In any event, the concept of “person” is a moral concept fully explored in the ethics of Immanuel Kant and previously used by the Founders to apply to citizens with both rights and responsibilities. As Kant examined the notion, it was held that persons were “ends in themselves,” and never a means to an end. In other words it is morally wrong to use others for one’s own purposes: Kant stressed responsibilities, or duties, over rights. It is precisely because we can recognize our duties to other persons (who are also ends in themselves) that we have rights. Responsibilities are primary; rights are derivative. But corporations are clearly not “ends in themselves”; they are simply a means to an end, namely, profit. Further, as mentioned, they have no responsibilities. The appropriation of a moral concept for legal purposes by the Court in 1819 and applied to an entity that was not even human was inappropriate; extending the notion further as the court did recently borders on the bizarre.

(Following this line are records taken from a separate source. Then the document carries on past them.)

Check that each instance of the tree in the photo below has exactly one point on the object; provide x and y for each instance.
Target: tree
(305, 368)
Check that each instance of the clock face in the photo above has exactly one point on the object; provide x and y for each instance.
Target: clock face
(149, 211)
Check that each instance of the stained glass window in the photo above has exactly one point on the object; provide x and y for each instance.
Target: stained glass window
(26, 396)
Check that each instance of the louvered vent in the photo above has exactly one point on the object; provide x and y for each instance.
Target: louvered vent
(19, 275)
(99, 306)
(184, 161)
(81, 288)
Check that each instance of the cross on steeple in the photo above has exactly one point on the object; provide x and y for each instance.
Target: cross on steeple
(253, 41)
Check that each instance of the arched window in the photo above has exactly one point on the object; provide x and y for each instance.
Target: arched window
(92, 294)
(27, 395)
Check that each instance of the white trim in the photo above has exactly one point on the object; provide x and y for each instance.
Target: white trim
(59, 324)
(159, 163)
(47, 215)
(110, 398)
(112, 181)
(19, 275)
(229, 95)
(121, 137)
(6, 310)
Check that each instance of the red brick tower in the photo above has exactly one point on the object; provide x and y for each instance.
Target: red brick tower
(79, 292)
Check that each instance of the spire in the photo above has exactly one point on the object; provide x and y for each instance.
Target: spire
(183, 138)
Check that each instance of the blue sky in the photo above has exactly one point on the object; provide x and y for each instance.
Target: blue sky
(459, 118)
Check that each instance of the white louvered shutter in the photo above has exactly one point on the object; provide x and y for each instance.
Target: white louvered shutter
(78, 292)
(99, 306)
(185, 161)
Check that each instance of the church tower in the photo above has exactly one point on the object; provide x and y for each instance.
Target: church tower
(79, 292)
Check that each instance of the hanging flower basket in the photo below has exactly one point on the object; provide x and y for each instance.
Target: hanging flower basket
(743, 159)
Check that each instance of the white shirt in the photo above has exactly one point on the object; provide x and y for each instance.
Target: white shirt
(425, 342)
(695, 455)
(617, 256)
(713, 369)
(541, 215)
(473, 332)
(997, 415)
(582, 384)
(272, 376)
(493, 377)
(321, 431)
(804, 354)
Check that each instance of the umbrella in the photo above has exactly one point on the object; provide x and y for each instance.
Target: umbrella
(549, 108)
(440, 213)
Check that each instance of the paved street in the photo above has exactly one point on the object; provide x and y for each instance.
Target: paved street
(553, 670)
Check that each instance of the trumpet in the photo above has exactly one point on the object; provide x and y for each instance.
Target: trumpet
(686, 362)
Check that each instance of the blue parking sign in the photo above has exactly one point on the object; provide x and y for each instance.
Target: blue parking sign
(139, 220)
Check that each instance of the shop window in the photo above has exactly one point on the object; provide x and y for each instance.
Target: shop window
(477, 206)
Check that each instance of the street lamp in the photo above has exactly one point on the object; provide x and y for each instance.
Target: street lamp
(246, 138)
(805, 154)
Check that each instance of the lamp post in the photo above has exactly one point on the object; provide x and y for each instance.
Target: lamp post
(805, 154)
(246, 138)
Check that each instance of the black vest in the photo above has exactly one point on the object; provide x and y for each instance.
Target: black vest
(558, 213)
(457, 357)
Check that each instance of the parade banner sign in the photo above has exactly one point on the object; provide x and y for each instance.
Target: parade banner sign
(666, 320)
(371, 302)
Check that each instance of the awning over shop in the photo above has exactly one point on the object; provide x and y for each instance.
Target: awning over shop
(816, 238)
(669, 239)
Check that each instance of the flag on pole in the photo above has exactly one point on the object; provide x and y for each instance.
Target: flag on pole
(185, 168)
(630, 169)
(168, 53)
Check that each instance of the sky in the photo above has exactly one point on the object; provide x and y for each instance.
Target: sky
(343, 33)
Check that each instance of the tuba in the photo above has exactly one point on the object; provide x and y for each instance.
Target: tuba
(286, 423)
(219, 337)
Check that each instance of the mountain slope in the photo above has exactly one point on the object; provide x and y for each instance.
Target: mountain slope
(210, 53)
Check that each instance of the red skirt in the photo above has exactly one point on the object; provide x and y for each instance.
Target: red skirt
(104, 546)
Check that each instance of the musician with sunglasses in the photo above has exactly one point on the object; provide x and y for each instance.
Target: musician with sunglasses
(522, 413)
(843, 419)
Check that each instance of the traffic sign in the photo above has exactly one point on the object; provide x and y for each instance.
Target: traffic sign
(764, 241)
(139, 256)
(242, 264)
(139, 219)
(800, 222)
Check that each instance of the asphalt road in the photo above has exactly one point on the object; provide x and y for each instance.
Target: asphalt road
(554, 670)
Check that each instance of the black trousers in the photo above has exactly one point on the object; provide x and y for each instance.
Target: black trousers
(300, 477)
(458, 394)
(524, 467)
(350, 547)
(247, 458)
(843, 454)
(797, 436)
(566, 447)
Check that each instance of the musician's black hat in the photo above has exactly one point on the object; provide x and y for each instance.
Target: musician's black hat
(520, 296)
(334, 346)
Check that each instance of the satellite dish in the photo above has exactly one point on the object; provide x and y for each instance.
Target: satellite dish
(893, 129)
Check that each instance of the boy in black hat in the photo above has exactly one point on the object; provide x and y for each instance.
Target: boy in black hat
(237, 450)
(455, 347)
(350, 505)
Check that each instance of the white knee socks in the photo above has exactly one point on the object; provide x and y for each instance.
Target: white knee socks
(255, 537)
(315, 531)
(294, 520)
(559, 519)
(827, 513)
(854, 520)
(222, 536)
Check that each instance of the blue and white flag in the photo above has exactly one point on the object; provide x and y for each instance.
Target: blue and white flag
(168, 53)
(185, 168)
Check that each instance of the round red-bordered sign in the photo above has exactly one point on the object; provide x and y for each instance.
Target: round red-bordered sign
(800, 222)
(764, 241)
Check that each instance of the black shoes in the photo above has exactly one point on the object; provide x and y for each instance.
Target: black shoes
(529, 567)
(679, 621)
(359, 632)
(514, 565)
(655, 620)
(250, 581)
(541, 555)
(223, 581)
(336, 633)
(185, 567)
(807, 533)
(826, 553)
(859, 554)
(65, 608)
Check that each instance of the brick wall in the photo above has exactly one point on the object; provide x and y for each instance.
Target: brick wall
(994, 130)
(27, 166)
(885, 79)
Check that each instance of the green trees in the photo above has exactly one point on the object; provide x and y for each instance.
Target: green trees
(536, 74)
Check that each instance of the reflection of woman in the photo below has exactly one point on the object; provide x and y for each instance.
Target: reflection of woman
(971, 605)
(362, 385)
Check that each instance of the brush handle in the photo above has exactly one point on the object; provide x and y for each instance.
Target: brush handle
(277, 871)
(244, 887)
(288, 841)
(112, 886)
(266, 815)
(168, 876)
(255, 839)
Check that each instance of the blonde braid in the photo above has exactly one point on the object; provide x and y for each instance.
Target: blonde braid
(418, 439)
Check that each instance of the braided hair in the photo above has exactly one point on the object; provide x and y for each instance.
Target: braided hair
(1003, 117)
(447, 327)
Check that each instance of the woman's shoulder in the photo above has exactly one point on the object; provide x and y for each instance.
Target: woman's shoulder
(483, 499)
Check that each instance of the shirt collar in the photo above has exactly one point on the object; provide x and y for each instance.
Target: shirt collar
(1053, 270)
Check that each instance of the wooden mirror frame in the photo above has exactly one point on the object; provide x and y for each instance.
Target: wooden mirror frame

The absurdity of this decision can be seen by considering what other rights are guaranteed to persons under the First Amendment, namely, the right to practice religion as one sees fit, to assemble, and to petition the government for redress of grievances. The Constitution also guarantees every citizen the right to vote and to run for national office. Is the Court now saying that a corporation can run for President if it is thirty-five years old? Nonsense! But just as it would be absurd to think about corporations assembling, practicing religion, running for public office, or voting, it is also absurd to think that “they” have the right to free speech — assuming that this is what giving stacks of money to political candidates amounts to. This has to be one of the worst decisions ever to come from this Court and it deserves to be overthrown by a Constitutional amendment, and a movement to do so is afoot. That movement, however, seems sluggish at best — a reflection, perhaps, of the population’s general indifference to political issues and the unwillingness of those in power to bite the hand that feeds them.